Over the last 10 years, our little family has developed a lot of traditions we have to squeeze in, made all the more important as we may not be here next year.
Of course, there’s the kid’s Christmas concert. A Christmas party with friends that is not to be missed. A Christkindlmarkt that will have me out shivering in the cold most of a weekend. Hopefully, we’ll be able to sneak out to Harpers Ferry to see the luminaries and live nativity and check in on just how much the little angels have grown.
Though the event will have passed by the time this hits print, the Illumination at Antietam National Battlefield is a sight to see: winding your way through 23,000 candles - one for each soldier killed, wounded or missing at the Battle of Antietam.
At home, I’ll begin my long, protracted, many-years battle with our outdoor lights. The outdoor snowflakes are temperamental, and only work properly if put together in the right order, which, of course, I never remember. A smarter person would mark them in some fashion, but in my defense, it is usually pretty doggone cold when the time comes to take them down.
But, by far, our grandest tradition is our trip to get the tree.
My girl is a Christmas fanatic, and stories of her spending hours in the frozen tundra of the North Country looking for the perfect tree, dragging the kid as a toddler around in a sled, are legendary.
In our far more temperate clime, we’ve fared better. The last few years, we’ve stumbled onto a gem — a Christmas tree and alpaca farm.
I’m not much of a farm guy, but even I am bewitched by the rolling hills. Fields of trees and a herd of alpaca in a beautiful location such as that seems pretty idyllic.
But it isn’t rest and relaxation when we go, we are there with a purpose: to fell our majestic evergreen.
We each have our part to play: I’m the muscle (we’ll use that term loosely), and apparently, the comic relief. The kid, who finds her favorite in about five minutes, becomes the official “stander,” fending off those who might want to steal our contender while her mom embraces her inner Clark Griswold to find us the fastest, tallest tree she can find.
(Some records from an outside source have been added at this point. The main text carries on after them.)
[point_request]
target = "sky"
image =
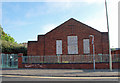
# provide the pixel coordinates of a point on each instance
(24, 20)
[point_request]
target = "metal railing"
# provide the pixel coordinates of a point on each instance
(70, 59)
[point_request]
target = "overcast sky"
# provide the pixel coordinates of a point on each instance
(24, 20)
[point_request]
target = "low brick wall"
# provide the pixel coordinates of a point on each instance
(70, 65)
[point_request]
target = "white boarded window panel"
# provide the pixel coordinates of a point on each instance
(86, 46)
(72, 45)
(58, 46)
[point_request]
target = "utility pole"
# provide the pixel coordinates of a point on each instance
(93, 51)
(110, 58)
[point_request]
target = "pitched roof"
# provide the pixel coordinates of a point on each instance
(74, 20)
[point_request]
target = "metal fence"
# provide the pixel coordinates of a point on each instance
(69, 59)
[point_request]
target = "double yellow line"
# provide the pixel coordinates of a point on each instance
(61, 77)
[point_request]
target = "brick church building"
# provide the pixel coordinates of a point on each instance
(70, 38)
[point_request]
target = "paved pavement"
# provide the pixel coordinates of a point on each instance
(59, 75)
(62, 72)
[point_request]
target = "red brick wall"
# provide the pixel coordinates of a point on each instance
(46, 44)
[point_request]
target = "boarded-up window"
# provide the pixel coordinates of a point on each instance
(72, 45)
(58, 46)
(86, 46)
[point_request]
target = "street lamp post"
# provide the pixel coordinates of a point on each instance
(110, 57)
(93, 51)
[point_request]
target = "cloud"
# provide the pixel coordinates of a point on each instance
(47, 28)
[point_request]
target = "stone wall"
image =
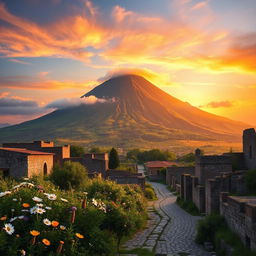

Thank goodness for 10-foot ceilings.
Once the tree has been selected, everyone gets entertained as I grunt my way through chopping it down and dragging it to the prep area.
After some hot chocolate and a little quality time with the alpaca comes the hair-raising hour drive home, hoping our tie down holds and our tree stays on the roof where it belongs.
When we do finally wrestle the tree in the door, it never looks as fat or as tall as we thought, but once adorned with all our decorations, it is enough.
It’s easy to get caught up in the race to get everything done in time for the big day, but in the long run, as the kid gets ready to head off to college, the memories I will cherish will be the ones we shared together.
So I’m going to stop and smell the cocoa.